With 63 per cent of the average August rainfall coming down in just nine hours, the Fire Service estimated that it fielded a call for help every 45 seconds after roads and bridges collapsed, and dozens of people were trapped in their homes or cars.

Also on the scene with the emergency services was the Red Cross, as Debbie Caulfield of Eglinton Community Hall described.

“It was very traumatic for everyone involved,” she says. “There were many people out of their homes, some of them for almost six months.

“The thing that I found most traumatic was that many of the people flooded were families with young children, or older people who, because they lived in bungalows, lost of all their possessions, and that included their memories. They’d lost all their photographs of their children, their grandchildren, maybe their wedding photographs, everything that they had, and as we become more aware of how important memory is to mental health, and how old photographs can be helpful if they suffer from dementia or memory loss, I found that emotional side of it difficult.”

The rain may have fallen mostly on that evening, but the consequences were life-changing for many residents.

“The rain that fell was extraordinary. I think we were very lucky that nobody died in Eglinton that night,” Debbie adds. “People described it as like pulling the plug out of the bath, and the water getting away really, really quickly.

“In some of the social housing, [they had to] rip everything out of the houses, and it was just four walls until they rebuilt them again.”

The work of the emergency services cannot be understated, but as fast as anyone on the ground was the Red Cross – a fact that has not been forgotten in the community.

“The Red Cross was on the ground before we even realised they were on the ground; even by the time that I got down to Eglinton Community Hall, volunteer Allistair McFarland was already there.

“I found throughout the period afterwards that they continued to support us; they were with us all day, every day, for about 14 days.
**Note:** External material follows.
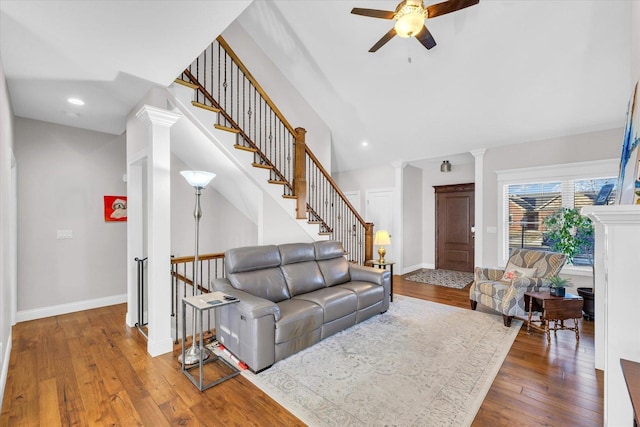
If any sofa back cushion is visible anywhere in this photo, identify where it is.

The Red Cross would have delivered food out for us, and they put a Listening Ears service in place for us very quickly, to be able to help people who were in crisis. We found that absolutely invaluable, and that fondness for the Red Cross is certainly there in the village, with the time and effort they put in here.

“The support continued even through that winter for people in the caravans, when their volunteers would’ve come down and knocked doors and asked how people were doing, or whether there were any referrals they could make to social services or anything like that.”

Not only were the actions of the Red Cross imperative in the efforts to help people, but so was its experience of similar situations.

“It felt like it was never going to end for us, and the Red Cross helped us stand down at the community hall.

“The Red Cross gave us the benefit of their experience over the years, experience which we didn’t have. It was so important to have someone to be able to stand it down, to where you didn’t feel like you were there for people one day and not the next.

“It was invaluable to have that support.”